Como guarnición, además de algo de verde, una croqueta de carabinero en forma de pelota con un potentísimo sabor a marisco. La bechamel está algo espesa, por ponerle un pero. Empero la decisión de ligar la harina con caldo de marisco en lugar de hacerlo con leche le da mucho más potencia a la fritura.
El plato estrella de la casa es el Arroz Prohibido. No cabe duda de que ya sólo el misterioso nombre llama la atención de los clientes. Es el más demandado. También conocido como venere, es un arroz integral de profundo color negro en crudo, que se vuelve de color púrpura una vez cocido. Se le conoce por arroz prohibido porque en otras épocas sólo lo podía comer en China el Emperador, y si alguien era descubierto robando se le castigaba con la pena de muerte. Su consumo estaba restringido en exclusiva a la familia imperial, al ser considerado fuente de juventud gracias a sus propiedades antioxidantes.
En apariencia es un arroz negro con puntillitas fritas, alioli, curry y un huevo frito. Pero no hay tinta de calamar ni sintética de por medio. El grano es negro. Manu guarda celosamente el nombre de su proveedor y presume de ser el único restaurante en España donde se cocina este plato. Necesita 50 minutos de cocción y tiene un sabor parecido al pistacho. Original y delicioso.
De postre, una gran copa con una cremosa y deliciosa mousse de limón y un cócter con un licor negro que no recuerdo si es un vodka o una ginebra especial, nos deja un gran sabor de boca.
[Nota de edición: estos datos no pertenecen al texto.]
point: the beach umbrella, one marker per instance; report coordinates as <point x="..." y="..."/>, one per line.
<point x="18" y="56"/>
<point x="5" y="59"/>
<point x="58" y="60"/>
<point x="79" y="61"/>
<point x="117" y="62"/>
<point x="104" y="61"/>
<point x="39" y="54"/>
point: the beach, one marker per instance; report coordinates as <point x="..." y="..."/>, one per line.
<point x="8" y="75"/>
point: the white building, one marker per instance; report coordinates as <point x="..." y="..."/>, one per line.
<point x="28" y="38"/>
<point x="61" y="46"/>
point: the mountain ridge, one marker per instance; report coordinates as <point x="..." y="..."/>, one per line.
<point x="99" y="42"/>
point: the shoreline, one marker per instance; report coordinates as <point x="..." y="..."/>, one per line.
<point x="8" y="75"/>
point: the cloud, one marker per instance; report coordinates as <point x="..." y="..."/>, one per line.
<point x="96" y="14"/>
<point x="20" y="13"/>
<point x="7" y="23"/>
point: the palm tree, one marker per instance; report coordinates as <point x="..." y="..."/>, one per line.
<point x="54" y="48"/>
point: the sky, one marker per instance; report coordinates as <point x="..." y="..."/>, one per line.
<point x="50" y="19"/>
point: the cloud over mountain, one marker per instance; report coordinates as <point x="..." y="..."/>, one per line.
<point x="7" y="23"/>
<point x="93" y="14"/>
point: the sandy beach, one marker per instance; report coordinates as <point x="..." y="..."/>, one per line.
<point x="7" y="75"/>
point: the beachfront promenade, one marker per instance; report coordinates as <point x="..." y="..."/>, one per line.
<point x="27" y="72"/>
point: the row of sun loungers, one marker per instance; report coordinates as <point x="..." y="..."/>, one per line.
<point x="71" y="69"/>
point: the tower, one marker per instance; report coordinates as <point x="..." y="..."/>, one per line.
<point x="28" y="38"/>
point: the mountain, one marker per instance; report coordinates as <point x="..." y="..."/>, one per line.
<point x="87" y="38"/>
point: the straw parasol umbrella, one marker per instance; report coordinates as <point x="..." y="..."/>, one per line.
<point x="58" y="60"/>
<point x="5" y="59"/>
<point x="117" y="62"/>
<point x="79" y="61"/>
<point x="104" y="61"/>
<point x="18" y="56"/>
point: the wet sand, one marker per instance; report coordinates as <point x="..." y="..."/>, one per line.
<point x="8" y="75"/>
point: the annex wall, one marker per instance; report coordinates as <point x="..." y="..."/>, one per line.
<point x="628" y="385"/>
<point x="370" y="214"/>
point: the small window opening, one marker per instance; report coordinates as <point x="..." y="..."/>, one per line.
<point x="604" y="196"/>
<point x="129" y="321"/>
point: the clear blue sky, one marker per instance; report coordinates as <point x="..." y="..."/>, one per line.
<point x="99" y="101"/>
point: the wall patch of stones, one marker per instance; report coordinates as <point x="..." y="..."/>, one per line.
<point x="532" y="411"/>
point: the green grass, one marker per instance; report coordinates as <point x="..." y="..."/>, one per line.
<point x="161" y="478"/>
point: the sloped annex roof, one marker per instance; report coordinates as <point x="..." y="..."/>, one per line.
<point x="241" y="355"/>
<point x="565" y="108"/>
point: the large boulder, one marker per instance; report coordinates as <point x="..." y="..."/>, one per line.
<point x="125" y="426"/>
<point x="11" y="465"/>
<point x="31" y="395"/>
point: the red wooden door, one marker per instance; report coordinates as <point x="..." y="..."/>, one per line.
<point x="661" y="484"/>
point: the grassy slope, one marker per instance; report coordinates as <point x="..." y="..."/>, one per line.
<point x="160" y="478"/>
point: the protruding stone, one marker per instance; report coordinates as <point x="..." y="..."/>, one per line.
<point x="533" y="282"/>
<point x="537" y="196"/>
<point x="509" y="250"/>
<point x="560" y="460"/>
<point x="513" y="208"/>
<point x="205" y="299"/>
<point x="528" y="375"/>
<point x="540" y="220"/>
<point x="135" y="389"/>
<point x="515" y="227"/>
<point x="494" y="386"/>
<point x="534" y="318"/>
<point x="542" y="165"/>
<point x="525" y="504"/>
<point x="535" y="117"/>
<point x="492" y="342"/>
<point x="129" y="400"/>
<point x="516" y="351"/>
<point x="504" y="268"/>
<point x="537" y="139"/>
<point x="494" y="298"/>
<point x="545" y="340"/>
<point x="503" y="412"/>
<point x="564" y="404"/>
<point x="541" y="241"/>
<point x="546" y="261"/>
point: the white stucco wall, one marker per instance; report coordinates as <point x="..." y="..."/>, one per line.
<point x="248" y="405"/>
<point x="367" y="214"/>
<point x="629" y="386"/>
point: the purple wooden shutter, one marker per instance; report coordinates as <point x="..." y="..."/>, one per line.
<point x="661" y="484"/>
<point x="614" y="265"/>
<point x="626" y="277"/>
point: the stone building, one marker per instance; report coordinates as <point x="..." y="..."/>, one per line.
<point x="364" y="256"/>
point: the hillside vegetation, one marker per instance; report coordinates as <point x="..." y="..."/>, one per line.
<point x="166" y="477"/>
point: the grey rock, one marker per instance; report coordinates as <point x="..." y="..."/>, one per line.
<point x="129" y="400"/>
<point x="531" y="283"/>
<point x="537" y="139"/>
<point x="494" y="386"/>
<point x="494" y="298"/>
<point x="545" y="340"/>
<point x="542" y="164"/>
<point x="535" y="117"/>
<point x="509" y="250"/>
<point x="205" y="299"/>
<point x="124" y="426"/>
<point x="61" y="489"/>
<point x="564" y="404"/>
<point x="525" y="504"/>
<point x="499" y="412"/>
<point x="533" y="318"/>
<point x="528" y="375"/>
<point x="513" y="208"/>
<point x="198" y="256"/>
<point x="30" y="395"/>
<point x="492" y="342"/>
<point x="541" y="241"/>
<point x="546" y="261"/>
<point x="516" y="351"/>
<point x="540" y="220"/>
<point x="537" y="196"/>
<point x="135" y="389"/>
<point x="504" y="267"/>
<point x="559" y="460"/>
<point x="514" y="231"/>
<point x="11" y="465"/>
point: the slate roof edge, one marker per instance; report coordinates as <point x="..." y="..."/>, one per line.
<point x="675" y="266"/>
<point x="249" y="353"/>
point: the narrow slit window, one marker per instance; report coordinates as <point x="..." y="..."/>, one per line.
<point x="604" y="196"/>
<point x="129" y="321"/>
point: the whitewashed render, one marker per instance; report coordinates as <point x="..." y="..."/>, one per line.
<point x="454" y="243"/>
Por 25 ó 30 euros por persona, puede comer uno como un rey en un entorno privilegiado.
Saliendo del comedor, un cartel que reza “Avda. Bésame si me Quieres”, delante del que varias personas con sus sillas de playa toman el fresco, nos dice hasta otra, que sin duda no tardará. Sobre todo, me voy con la satisfacción y el orgullo de que a un gran amigo y compañero le vaya tan bien siendo como es y emprenda lo que emprenda.
Restaurante La Manuela Cocina y Copas. Calle Gaviotas, s/n. 11550 Chipiona (Cádiz). Abierto todos los días, de 12 a 17 y de 21 a 0.30. De 17 a 21 horas, café y copas. Teléfono para reservar: 650 38 62 02.